Although I couldn’t hear him, I could see that he said, “Sorry, Nana.”

Success — another rift sealed and concentration restored. Sometimes children don’t understand that there is a time for play and a time for work. This time is work time and I must get back to it. Clickety, clickety over the keys my fingers raced.

Another object whizzed past my peripheral vision, and the music wafting through my headset was no match for Zach’s hearty laughter. Now I was really annoyed. Zach was too busy to see my sternest “Hush, I’m working” look. I followed his gaze to the ceiling as he launched another object, a hair scrunchy. With a quick slingshot motion, the hair scrunchy was airborne — whiz, bump, stuck to the popcorn ceiling. Some people like popcorn ceilings. To me, they look as if someone forgot to smooth out the Spackle. I never had any use for a bump-filled ceiling. Zach, on the other hand, had found a use for the ceiling, which now was adorned with a half a dozen hair scrunchies.

Red, purple and green circles clung to the ceiling, some flat up against it and some hanging down.

I lightened up my stern look a bit. “That’s very funny but you have to stop now. Scrunchies don’t belong on the ceiling.”

“But why not? It’s fun! I won’t break anything.”

I was about to tell him to go get the broom so that I could remove the scrunchies, when his words sunk into my head and reminded me of a time when I would have said, “why not?” also. When had I gotten so serious and so busy that I couldn’t revel in the joy of a moment? What happened to the woman who would send her young children’s friends into fits of giggles upon meeting them for the first time by asking them what they did for work and if they were married and had any children? What happened to the woman who laughed herself silly when her children and husband got into a snowball fight in the kitchen with cookie dough? When did I become so rigid? When did I forget, “Why not?”
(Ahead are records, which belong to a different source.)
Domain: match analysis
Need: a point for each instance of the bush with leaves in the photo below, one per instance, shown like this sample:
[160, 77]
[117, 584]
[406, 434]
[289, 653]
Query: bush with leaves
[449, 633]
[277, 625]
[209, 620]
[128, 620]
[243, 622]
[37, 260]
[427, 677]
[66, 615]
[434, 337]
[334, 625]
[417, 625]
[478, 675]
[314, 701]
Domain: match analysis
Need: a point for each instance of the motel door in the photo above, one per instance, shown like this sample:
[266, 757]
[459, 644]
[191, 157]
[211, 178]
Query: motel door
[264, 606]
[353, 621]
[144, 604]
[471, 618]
Why not indeed! I looked at Zach and couldn’t help but smile.

“Can you show me how to do that?”

His face lit up as he showed me how to launch a scrunchy. His laughter filled the air and his eyes sparkled. The ceiling never looked so colorful and happy with all those red, green, purple and yellow circles, some laying flat and some hanging down. I have to admit, Zach was better at it than I. Most of his attempts hit their mark. Most of mine ended up on the floor.

The following morning, I sat at the computer, ready to begin my work. I looked at the scrunchies still clinging to the ceiling and smiled. I certainly had enjoyed our time putting them up there. I decided I would take them down later. That is, until the ceiling lost its grip on one, and it fell, bounced off my shoulder, and onto the floor. Zach’s smiling face flashed in my mind’s eye. I smiled again. I felt like that woman of years ago who laughed at the cookie dough fight. I picked up the scrunchy and plopped it into my pocket.

When Zach came home from school that day, I was ready. He had given me a precious gift, now it was time to show him that I appreciated it.

“Zach, I’ve been waiting all day for you. Look what I found on the floor. It’s no wonder I can’t find these scrunchies when I need them. Please put this away.” I handed him the scrunchy and he headed toward the door.

“Zach,” I called out to him, “where are you going?”

He turned to me, “I’m going to put the scrunchy away, Nana.”

“Please put it where I can find it.” I shifted my gaze from his sweet little face to the ceiling. A broad smile spread across his face as he realized what I was asking him to do. Whizzzzzz, bump — up it went. It was perfect!

If you come to my house, beware of falling scrunchies. You may wonder why I keep my scrunchies on the ceiling. Zach knows the answer to that question, and now, so do I — “Why not?”